With a happier ending to the well-known and loved story, Young Frank follows the story of an ecstatic scientist as she discovers the depths of friendship, love, and sexuality. Chronicling the journey of one chaotic character after another, this show was comedic gold, filled to the brim with talented performers, and an absolute joy to watch from beginning to end.

Many are familiar with the classic story of Victor Frankenstein and his ill-fated scientific endeavours. But do most know anything about his estranged granddaughter, Dr. Freida Frankenstein? A skilled physician who becomes exasperated at the slightest mention of her grandfather, Dr. Frankenstein — or as she calls him, “Dr. Fronkensteen” — Freida is troubled by her family’s reputation, yet compelled to follow in his grandfather’s footsteps. 

The choice of gender-swapping the main character was ingenious, as Jordan Davis’ “Dr. Freida Frankenstein” was ever-so-charming in her centre-stage role as the heart and soul of this production. Davis’ ability to quickly capture her character’s panicked and pretentious nature, her facial expressions, along with her immaculate talent for physical comedy made her a delight to watch. I look forward to seeing what else Davis will take on in the future. 

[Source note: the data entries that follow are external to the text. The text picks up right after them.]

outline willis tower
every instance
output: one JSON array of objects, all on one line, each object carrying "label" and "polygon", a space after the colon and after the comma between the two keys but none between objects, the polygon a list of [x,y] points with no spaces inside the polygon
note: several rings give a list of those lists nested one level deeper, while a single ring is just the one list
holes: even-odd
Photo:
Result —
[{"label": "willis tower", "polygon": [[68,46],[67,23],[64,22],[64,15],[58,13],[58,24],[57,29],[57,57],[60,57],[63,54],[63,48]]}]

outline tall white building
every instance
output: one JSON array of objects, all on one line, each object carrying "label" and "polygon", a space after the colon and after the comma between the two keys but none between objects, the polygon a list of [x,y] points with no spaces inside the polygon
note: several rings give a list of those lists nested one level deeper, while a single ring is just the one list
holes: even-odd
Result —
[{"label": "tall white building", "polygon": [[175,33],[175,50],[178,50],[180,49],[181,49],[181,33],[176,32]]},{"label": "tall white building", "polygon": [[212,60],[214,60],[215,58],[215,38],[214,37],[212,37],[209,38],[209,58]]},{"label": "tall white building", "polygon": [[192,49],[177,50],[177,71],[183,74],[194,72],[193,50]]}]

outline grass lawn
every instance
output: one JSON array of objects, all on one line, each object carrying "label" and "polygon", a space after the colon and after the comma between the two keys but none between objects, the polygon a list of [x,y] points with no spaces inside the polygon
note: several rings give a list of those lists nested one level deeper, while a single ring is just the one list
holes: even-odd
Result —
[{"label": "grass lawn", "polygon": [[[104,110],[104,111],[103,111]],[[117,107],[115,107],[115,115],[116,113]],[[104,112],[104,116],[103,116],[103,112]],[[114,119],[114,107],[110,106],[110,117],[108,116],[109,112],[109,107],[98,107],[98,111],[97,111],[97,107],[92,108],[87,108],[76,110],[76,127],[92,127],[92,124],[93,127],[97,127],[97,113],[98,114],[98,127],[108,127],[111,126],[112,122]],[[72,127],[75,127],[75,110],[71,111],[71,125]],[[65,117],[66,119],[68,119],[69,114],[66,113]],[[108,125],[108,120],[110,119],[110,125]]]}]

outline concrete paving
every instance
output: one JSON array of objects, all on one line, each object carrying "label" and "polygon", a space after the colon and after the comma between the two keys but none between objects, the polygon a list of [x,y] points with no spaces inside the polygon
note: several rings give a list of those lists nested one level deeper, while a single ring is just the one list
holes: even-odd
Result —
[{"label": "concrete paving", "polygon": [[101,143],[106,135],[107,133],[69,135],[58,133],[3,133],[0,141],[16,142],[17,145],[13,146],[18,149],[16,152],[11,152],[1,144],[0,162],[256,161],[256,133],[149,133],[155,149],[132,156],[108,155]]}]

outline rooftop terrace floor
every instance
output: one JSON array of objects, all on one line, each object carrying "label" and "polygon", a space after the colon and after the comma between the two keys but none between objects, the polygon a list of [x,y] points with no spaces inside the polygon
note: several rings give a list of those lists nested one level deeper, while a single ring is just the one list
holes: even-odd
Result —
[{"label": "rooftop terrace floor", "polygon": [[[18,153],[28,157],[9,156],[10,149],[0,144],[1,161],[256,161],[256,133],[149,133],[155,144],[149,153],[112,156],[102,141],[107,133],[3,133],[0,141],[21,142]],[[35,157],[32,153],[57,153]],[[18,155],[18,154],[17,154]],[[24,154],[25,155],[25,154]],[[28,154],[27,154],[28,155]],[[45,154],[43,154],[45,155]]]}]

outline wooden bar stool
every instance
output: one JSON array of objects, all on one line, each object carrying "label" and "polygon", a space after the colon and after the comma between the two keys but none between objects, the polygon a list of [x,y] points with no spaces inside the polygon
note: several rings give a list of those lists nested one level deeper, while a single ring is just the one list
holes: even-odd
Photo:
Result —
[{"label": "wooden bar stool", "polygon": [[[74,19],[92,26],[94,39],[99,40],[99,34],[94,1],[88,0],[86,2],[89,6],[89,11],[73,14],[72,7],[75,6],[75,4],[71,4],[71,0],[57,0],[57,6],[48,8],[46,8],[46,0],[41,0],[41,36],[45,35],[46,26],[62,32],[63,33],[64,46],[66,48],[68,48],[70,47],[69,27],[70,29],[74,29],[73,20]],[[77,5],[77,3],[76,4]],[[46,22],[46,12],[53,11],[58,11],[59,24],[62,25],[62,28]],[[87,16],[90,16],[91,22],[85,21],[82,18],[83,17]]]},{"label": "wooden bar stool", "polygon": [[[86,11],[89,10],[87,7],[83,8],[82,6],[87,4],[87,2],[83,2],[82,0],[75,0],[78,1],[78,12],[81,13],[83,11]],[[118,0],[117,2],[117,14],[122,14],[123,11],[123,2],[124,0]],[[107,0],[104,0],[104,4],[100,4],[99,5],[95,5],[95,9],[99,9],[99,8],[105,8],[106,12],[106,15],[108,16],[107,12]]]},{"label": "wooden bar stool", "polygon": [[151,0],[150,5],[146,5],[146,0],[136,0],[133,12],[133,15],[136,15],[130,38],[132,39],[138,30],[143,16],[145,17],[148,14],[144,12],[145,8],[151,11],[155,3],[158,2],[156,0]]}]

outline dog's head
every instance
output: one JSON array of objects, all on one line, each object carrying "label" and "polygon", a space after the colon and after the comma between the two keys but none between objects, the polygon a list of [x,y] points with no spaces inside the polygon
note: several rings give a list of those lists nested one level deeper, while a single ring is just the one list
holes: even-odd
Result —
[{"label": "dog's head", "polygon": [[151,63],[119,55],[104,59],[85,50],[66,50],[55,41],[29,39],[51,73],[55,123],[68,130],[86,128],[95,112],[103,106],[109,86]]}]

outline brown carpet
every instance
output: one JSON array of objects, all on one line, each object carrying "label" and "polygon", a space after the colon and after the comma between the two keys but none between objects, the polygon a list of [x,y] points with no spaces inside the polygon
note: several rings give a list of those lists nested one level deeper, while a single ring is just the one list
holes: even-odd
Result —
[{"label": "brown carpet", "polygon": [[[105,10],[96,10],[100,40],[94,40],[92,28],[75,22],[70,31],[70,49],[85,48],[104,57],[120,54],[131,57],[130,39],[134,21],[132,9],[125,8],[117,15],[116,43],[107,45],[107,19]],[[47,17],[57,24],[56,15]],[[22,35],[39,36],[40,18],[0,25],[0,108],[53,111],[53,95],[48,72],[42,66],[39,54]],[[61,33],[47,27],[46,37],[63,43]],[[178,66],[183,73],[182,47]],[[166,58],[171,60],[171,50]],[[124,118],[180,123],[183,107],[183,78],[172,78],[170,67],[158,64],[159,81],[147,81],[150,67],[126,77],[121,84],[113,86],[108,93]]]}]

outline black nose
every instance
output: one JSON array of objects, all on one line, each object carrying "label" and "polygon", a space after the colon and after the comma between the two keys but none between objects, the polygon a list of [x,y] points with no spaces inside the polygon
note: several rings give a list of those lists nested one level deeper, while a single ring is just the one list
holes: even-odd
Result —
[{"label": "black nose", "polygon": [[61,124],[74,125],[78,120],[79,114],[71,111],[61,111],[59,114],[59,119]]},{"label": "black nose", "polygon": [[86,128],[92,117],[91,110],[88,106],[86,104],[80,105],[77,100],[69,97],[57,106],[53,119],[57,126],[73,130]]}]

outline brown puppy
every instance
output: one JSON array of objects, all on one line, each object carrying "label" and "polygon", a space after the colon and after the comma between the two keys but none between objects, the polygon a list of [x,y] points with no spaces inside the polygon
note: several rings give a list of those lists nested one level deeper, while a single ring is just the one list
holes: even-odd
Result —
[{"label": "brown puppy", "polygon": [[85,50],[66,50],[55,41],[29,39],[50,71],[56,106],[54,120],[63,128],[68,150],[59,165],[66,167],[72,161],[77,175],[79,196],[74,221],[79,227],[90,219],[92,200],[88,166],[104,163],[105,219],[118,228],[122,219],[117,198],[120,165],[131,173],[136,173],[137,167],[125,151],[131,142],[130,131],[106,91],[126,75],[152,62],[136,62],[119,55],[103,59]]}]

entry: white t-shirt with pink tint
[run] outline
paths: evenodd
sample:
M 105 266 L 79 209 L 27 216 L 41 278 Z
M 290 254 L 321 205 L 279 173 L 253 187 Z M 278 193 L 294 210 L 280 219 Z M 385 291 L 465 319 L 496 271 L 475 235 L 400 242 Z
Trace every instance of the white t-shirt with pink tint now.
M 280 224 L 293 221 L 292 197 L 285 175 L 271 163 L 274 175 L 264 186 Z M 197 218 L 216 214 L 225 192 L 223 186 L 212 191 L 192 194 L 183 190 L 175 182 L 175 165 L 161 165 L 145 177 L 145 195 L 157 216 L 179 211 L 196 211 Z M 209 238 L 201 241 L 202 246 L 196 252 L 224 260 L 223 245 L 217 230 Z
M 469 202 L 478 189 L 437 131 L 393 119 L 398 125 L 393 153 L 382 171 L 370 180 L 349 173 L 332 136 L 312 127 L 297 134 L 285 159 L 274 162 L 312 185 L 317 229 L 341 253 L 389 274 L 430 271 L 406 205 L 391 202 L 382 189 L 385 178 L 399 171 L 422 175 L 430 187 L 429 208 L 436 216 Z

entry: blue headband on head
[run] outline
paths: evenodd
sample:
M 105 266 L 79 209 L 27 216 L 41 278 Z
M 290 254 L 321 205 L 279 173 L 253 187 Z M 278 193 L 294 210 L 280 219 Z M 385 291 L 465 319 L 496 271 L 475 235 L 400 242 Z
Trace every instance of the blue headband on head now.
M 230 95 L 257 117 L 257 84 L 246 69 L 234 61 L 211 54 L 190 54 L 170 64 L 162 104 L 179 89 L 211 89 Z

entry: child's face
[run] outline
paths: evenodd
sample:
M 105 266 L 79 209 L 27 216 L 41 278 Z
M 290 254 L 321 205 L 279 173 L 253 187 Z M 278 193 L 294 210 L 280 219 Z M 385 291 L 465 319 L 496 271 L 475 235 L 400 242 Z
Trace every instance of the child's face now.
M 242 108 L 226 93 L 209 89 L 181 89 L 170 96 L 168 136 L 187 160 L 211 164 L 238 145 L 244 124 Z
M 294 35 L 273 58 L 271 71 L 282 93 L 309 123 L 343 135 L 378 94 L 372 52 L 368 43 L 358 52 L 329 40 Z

Additionally, Eleanor Wiens Farrelly was nothing short of hilarious and magnetic, performing her heart out as Igor — Dr. Frankenstein’s hunchbacked, bug-eyed, loyal servant. Another supremely talented actress completed their perfect comedic trio: Siobhán Gyulay played the adorable, kind-hearted, and beautiful Inga, showcasing an incredible musical and vocal range. I almost fell off my chair at her rendition of “Roll in the Hay,” where she perfectly executed the subtle double-entendres and ridiculousness of this immensely funny number, assuring us that we were strapped in for a good time. Details like her taking hay out of her hair throughout the show put the biggest smile on my face. 

I cannot help but mention the stunning performances of Frau Blucher (Karen Hopkins), Elizabeth Benning (Mai-Yin Johnston), and The Monster/Mr. Hilltop (Hunter Moore). Upon arriving at Transylvania, Dr. Frankenstein’s life is turned upside down by her encounter with Frau Blucher, the housekeeper of her inherited estate. Delivering perfect femme fatale energy, Hopkins had me on my toes the entire night, wondering what she would do next. 

Lurking primarily in the shadows in deceptive ways, she has her moment in the spotlight with “He Vas My Boyfriend,” which ended up being my favourite musical number of the night — along with Johnston’s “Please Don’t Touch Me” at the beginning of the show. Both Hopkins and Johnston exemplified the personas of their effortlessly powerful characters with lit-from-inside confidence and sensuality. I was most pleased with the delicious marriage of chair choreography, shakes, stomps, one-liner jokes and their impeccable charisma to display it all. 

Throughout the night, the delicate usage of lighting and the swift yet poignant movement of the actors on stage created one of the most enjoyable theatre experiences I’ve had for a long time. I will remember Young Frank for its intelligent lighting usage and flawless timing in utilizing sound effects. 

It is impossible to skim over the wonderful dance sequences of Moore’s Monster and Hopkins’ Blucher. Separated by a white sheet, the two added an incredibly dramatic flare to the show. 

Young Frank managed to tastefully break the fourth wall — something which is, in actuality, a very difficult task. I deeply enjoyed the small bits and pieces where cast members interacted with audience members, coming close to their seats and offering camped-up drama the entire time. 

It is safe to say that the show had a few drawbacks: the constant moving of set pieces, the occasional hiccups in placing tables and locking things in place hampered the overall fluidity of the show. In other instances, the overwhelming and repetitive reactions of the town villagers to Dr. Frankenstein’s loose Monster interrupted the smooth storytelling. The audience was subjected to a multitude of occasions of villager mania that I wish had been reined in. 

Overall, though, Young Frank was one of the most singular experiences of drama I’ve had at U of T. From its amazing cast, musical pieces, set design, and production, one can see just how many hours of work and dedication it took to put on one hell of a show. A huge congratulations to all those involved! Your verve for comedy, drama, and art left me only more excited to see what else can be cooked up by students in our beloved community.